We report the complex dielectric function of high-quality AFe2As2, (A=Ca,Sr,Ba) single crystals with TN=150K, 200K, and 138K, respectively, determined by broadband spectroscopic ellipsometry. In CaFe2As2 we identify the optical spin-density--wave gap $2\Delta_{\mathrm{SDW}}\approx1250\ \textrm{cm}^{-1}$. The $2\Delta_{\mathrm{SDW}}/(k_{\mathrm{B}}T_{\mathrm{N}})$ ratio amounts to 12 in CFA, significantly larger than the corresponding values for the SFA and BFA compounds: 8.7 and 5.3, respectively. We further show that, similarly to the Ba-based compound, two characteristic SDW energy gaps can be identified in the infrared-conductivity spectra of both SFA and CFA and investigate their detailed temperature dependence in all three materials.
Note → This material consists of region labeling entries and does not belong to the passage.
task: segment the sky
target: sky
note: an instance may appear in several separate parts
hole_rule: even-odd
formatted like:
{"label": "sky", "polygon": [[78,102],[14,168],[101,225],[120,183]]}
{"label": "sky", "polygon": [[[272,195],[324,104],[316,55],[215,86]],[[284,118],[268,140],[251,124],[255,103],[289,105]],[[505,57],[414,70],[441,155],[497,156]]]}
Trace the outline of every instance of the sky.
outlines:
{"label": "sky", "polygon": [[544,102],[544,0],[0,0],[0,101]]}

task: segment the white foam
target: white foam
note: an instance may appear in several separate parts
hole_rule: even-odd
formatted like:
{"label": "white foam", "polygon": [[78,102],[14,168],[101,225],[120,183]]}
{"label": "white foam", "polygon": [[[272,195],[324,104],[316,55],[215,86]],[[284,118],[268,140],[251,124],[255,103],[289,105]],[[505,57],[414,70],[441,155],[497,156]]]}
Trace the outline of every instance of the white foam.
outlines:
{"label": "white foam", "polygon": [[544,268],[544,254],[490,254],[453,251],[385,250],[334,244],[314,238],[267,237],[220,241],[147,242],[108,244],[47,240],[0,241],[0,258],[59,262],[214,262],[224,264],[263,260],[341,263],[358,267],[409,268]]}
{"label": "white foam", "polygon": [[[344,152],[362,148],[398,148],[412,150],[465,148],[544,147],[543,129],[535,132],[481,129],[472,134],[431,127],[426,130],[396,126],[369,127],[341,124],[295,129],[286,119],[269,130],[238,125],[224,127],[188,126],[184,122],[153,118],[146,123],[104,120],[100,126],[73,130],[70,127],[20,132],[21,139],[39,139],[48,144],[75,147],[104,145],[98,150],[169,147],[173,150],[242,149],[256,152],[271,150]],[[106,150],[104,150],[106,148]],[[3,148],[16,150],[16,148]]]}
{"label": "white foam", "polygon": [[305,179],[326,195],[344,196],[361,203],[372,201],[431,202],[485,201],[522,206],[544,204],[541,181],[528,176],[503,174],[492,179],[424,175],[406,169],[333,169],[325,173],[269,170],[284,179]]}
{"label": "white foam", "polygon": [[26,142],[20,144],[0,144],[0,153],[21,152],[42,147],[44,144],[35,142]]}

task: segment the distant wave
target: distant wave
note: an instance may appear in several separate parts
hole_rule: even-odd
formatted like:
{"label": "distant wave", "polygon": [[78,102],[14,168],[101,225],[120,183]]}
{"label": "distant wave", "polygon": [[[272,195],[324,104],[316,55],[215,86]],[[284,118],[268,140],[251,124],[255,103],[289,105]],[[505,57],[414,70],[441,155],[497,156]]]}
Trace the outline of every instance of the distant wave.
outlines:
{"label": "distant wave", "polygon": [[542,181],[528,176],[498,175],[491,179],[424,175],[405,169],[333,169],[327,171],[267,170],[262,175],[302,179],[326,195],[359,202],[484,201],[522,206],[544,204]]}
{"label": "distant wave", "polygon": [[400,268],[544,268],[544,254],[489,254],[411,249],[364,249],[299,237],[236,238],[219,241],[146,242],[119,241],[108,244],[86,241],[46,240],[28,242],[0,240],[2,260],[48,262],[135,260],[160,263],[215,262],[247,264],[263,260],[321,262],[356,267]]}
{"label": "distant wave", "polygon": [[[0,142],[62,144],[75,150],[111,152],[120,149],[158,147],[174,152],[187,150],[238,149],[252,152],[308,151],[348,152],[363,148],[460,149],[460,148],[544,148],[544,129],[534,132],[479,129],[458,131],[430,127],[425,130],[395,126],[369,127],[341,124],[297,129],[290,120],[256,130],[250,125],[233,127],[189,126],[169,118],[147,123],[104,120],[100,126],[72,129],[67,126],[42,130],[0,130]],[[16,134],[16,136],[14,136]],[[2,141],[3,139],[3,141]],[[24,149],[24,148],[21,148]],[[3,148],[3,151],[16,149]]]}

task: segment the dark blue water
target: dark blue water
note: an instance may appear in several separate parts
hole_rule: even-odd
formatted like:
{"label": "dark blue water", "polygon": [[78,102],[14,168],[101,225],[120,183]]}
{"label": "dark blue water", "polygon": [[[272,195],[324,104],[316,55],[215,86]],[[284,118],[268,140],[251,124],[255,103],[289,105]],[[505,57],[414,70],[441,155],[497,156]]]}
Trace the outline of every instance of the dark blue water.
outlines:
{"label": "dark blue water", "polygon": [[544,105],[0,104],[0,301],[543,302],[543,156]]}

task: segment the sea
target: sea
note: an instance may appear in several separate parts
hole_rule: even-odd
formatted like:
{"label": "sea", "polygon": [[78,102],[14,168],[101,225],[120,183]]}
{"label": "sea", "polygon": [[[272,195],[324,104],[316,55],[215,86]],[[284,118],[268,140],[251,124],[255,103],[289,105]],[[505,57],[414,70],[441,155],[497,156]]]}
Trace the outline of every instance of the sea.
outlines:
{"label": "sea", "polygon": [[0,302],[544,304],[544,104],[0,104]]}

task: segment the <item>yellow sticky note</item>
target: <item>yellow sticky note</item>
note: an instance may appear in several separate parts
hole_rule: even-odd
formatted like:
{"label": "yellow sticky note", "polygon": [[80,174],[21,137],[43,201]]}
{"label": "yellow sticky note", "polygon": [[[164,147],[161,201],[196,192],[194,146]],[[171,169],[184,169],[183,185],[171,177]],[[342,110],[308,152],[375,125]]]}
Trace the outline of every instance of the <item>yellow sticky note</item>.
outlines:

This analysis reveals the existence of an anomaly in CFA at a temperature T*=80K, well below the N\'eel temperature of this compound, which implies weak coupling between the two SDW subsystems. The coupling between the two subsystems evolves to intermediate in the Sr-based and strong in the Ba-based material. Our results single out CFA in the class of 122 iron-based materials by demonstrating the existence of two weakly coupled and extremely metallic electronic subsystems.